O texto foi escrito por mim, a partir de matérias publicadas em A Gazeta da Zona Norte, com o intuito de homenagear a trajetória repleta de conquistas do jornalista Ary Silva.

Quem foi Ary Silva?

Em 21 de junho de 1917 nasce Ary Silva, um jornalista responsável por grandes feitos para a crônica e para o esporte brasileiros. Antes de ficar conhecido pelas tradicionais Crônicas à Torcida Amiga, Ary teve uma trajetória repleta de pioneirismos.

Em 1936, na Faculdade de Direito do Largo São Francisco, toma conhecimento de que a Philips recruta vendedores de rádio. Tenta, mas não obtém êxito na empreitada. No entanto, por sugestão do gerente de vendas, Nelson de Lorenzi, atleta do salto de vara, busca a sorte como repórter esportivo. Diante do Prof. Roberto Haddock Lobo, então chefe de esportes do Diário de São Paulo, antigo órgão dos Diários Associados de Assis Chateaubriand, consegue a primeira oportunidade. Com apenas 19 anos, é efetivado como repórter esportivo, em 1º de outubro de 1936, com um salário de 200 mil réis, um bom montante, equivalente a mais de 70.000 reais nos dias de hoje.

Dá novos saltos na crônica esportiva com conquistas importantes. Ainda em 36, participa da cobertura dos jogos olímpicos de Berlim e dos primeiros jogos abertos do interior. Em 37, entra na luta como fundador do Sindicato dos Jornalistas; Em 38, cobre a concentração da seleção brasileira de futebol para a copa do mundo da França. Em 39, a convite de Otávio Gabus Mendes, forma o Departamento de Esportes da Rádio Bandeirantes. É quando dá o pontapé inicial para a trajetória das coberturas da emissora com o Bola ao Ar.

Na mesma época, inova ao criar o primeiro programa esportivo feminino do rádio brasileiro: Eva no Esporte. Ary escreve crônicas como se fosse uma mulher falando de esportes e conta com a leitura e interpretação das radioatrizes da emissora. Uma delas: Maria Estela Barros.

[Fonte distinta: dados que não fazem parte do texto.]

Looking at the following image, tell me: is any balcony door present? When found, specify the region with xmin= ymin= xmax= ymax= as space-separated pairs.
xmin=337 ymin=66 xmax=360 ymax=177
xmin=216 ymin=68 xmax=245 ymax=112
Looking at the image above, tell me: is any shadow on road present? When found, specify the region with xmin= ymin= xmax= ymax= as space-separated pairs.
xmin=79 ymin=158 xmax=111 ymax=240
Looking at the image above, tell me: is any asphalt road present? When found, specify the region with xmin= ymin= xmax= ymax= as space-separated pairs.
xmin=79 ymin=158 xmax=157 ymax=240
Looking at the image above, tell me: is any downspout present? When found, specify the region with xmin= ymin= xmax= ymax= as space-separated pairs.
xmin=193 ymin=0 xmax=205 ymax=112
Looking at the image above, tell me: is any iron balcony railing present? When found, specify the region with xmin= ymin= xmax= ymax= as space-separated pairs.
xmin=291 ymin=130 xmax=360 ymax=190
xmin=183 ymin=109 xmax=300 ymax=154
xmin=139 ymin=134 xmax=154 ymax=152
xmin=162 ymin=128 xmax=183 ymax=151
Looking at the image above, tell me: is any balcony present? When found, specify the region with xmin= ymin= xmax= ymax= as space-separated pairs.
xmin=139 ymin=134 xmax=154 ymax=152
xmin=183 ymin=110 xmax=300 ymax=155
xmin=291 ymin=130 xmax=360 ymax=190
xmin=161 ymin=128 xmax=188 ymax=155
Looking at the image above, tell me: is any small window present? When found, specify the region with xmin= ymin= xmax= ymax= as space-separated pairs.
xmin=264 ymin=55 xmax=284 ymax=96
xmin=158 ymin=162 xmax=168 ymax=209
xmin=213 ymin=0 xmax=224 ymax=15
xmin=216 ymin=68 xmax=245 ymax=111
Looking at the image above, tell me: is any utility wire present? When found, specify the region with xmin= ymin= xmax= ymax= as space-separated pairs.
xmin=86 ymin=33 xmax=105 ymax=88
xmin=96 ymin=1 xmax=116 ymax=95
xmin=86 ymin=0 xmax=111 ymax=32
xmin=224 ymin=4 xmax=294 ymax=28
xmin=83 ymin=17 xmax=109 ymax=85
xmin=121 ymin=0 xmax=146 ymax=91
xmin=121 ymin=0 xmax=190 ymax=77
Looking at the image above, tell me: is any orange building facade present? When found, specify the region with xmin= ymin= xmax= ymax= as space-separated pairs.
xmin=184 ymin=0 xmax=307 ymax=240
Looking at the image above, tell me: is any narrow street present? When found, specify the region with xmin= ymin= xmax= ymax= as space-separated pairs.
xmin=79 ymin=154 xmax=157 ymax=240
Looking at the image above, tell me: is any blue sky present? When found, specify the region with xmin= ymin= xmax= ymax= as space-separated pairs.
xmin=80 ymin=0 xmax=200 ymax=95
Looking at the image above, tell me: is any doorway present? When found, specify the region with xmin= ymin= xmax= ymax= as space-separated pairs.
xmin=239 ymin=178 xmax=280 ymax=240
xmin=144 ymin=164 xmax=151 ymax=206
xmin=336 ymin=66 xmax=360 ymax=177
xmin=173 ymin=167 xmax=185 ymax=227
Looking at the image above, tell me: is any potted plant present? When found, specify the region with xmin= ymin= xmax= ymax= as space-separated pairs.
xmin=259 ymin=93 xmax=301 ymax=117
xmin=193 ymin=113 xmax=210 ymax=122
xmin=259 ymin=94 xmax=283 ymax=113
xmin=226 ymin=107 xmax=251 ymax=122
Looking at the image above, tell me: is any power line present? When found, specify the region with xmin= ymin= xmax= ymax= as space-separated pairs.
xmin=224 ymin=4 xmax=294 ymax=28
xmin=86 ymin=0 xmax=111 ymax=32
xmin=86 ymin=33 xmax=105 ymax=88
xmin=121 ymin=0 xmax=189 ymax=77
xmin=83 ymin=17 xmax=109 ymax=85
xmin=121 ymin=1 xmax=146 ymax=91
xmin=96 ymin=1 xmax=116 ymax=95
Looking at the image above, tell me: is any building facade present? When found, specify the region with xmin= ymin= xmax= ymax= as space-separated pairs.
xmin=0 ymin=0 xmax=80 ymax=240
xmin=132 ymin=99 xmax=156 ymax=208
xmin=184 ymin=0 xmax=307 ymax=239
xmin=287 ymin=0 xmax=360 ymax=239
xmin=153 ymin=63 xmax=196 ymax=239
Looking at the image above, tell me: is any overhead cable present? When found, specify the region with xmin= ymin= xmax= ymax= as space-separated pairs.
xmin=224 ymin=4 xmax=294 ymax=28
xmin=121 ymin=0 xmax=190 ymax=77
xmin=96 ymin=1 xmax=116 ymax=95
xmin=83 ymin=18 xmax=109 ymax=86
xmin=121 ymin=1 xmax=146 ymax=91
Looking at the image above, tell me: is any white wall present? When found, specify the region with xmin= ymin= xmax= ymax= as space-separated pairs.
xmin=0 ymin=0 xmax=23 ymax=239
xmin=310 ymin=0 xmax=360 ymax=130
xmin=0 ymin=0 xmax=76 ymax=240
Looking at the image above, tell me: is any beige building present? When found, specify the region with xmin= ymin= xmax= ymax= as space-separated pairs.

Em 1941, funda a ACEESP – Associação dos Cronistas Esportivos do Estado de São Paulo. Fica na Bandeirantes até 1947. Em 51, torna-se o primeiro comentarista da TV Brasileira, ao lado de Aurélio Campos, na Tupi. Em 58, a convite de Paulo Machado de Carvalho, integra a comissão que elabora o plano para a conquista da nossa primeira copa do mundo, na Suécia. Tinha orgulho de ter participado da fundação do jornal A Gazeta da Zona Norte, em 63, onde manteve uma coluna com o slogan dos tempos da Rádio Bandeirantes: “Torcida Amiga, bom dia”, até abril de 2001, quando morre em São Paulo.